The Commonwealth Bank’s chief executive officer Ian Narev has said he “unreservedly apologises” to customers affected by poor financial planning advice, in the wake of a senate committee review of its practices.

“Trust goes to the heart of a relationship between a financial institution and its customers,” Narev said.

“At the centre of the matters, which a recent Senate Committee reviewed, is the very disturbing fact that some people working for our Commonwealth Financial Planning (CFP) and Financial Wisdom (FWL) businesses breached that trust. They failed in their primary obligation – to act in the best interests of our customers.”

“We know this is unacceptable and I unreservedly apologise to all customers affected. Poor advice provided by some of our advisers between 2003 to 2012 caused financial loss and distress and I am truly sorry for that.”

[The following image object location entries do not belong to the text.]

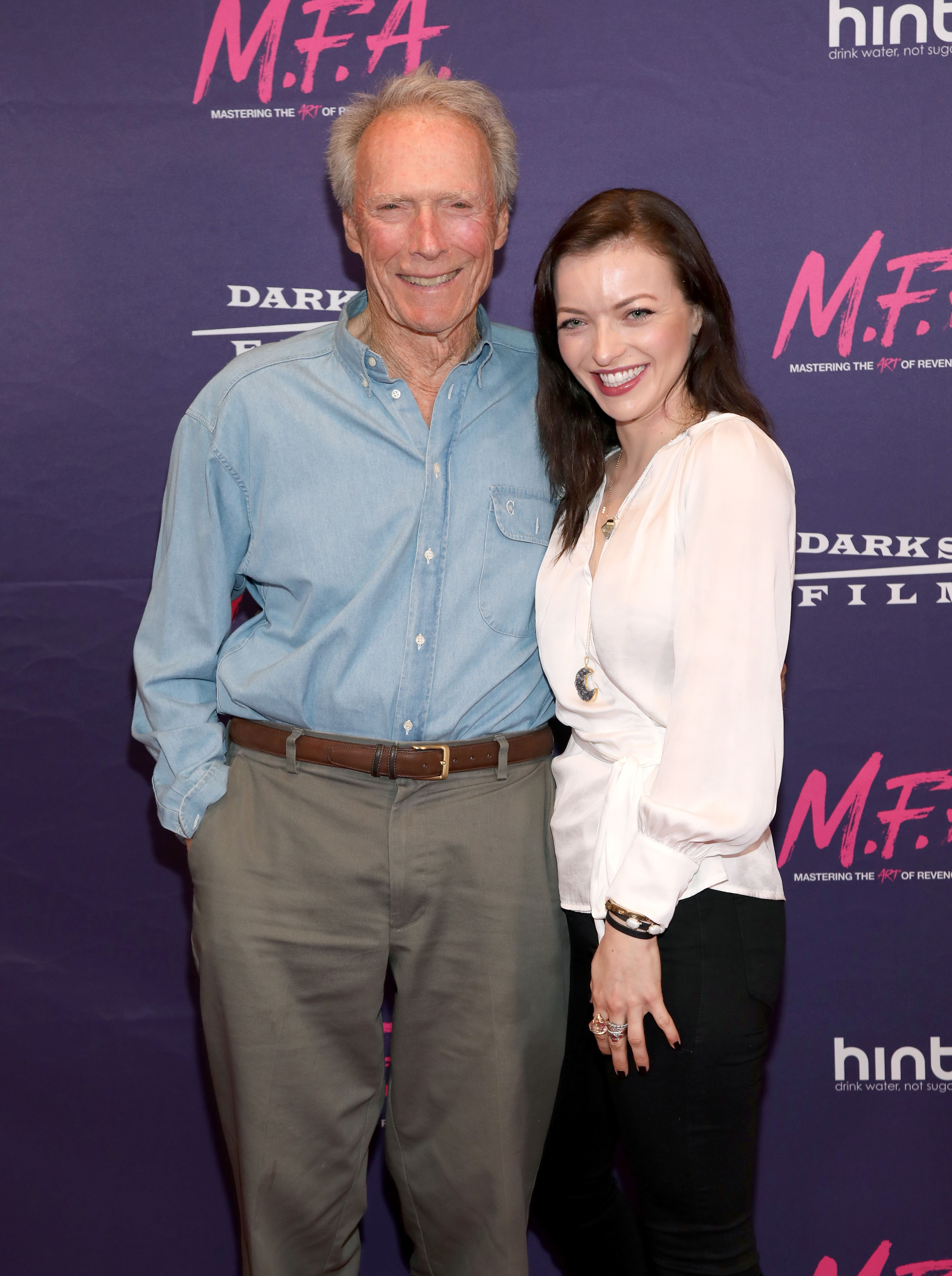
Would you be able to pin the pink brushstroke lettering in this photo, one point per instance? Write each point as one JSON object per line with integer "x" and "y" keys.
{"x": 417, "y": 34}
{"x": 872, "y": 1267}
{"x": 226, "y": 29}
{"x": 813, "y": 799}
{"x": 902, "y": 812}
{"x": 894, "y": 303}
{"x": 849, "y": 290}
{"x": 316, "y": 44}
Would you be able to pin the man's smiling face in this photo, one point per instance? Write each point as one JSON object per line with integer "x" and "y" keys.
{"x": 424, "y": 217}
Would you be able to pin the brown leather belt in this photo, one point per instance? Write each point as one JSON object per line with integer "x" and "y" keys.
{"x": 392, "y": 761}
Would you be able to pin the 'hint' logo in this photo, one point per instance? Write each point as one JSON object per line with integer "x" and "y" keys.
{"x": 839, "y": 14}
{"x": 937, "y": 1053}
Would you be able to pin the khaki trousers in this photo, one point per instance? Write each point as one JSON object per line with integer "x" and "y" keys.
{"x": 307, "y": 886}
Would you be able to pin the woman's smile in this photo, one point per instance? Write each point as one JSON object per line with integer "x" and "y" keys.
{"x": 618, "y": 381}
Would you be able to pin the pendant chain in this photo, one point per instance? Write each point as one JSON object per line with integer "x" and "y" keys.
{"x": 608, "y": 527}
{"x": 612, "y": 484}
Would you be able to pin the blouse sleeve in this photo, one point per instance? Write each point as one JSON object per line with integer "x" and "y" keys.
{"x": 717, "y": 787}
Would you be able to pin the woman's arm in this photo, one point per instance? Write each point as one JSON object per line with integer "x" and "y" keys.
{"x": 717, "y": 785}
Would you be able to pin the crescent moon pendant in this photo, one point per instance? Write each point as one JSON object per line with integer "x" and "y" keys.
{"x": 585, "y": 692}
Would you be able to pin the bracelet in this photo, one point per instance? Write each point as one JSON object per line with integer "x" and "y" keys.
{"x": 626, "y": 931}
{"x": 633, "y": 922}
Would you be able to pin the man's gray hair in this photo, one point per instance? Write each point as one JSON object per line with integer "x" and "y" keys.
{"x": 426, "y": 91}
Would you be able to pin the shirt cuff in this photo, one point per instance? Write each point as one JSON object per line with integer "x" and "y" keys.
{"x": 653, "y": 880}
{"x": 183, "y": 803}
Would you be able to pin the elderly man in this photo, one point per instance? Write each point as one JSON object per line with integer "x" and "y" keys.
{"x": 382, "y": 793}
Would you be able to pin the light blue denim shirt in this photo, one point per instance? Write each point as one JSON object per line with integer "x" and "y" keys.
{"x": 395, "y": 566}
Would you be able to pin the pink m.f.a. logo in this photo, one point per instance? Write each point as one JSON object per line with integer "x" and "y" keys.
{"x": 848, "y": 813}
{"x": 848, "y": 295}
{"x": 876, "y": 1264}
{"x": 266, "y": 36}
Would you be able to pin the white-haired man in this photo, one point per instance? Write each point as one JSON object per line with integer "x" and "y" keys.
{"x": 383, "y": 789}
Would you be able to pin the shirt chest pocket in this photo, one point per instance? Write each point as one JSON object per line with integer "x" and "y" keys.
{"x": 519, "y": 527}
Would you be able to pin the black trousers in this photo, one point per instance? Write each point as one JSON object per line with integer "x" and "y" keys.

Narev also announced a ‘far-reaching’ review into the CFP and FWL programs.

“This program demonstrates our commitment to make it right for our customers.”

ASIC commences litigation against payday lenders

The Australian Securities and Investment Commission has started legal action against two payday lending businesses, alleging they are avoiding their responsible lending obligations.

The watchdog has commenced proceedings in the Federal Court against Gold Coast-based Teleloans and Finance & Loans Direct.

The companies claim they do not have to comply with certain consumer protection laws because their loans are exempt under a short-term credit exemption.

But ASIC claims the payday lenders must comply with all obligations set out in the National Credit Act. These include specific responsible lending obligations, as well as caps on fees and charges that relate to so called payday loans.

ASIC Deputy Chairman Peter Kell said in a statement: “These proceedings will ensure that payday lenders do not deliberately structure their businesses to circumvent laws that protect consumers. This is particularly important as the consumers who access these small amount loans can be financially vulnerable.”

Share market opens slightly stronger

The Australian share market pushed higher at opening after both the Dow Jones and the S&P500 reached record highs for the second session in a row, on the back of positive jobs figures.

At the official market opening, the benchmark S&P/ASX200 index added 17.3 points, or 0.32%, to 5,472.7 points, while the broader All Ordinaries index gained 17.4 points, or 0.32%, to 5,459.1 points.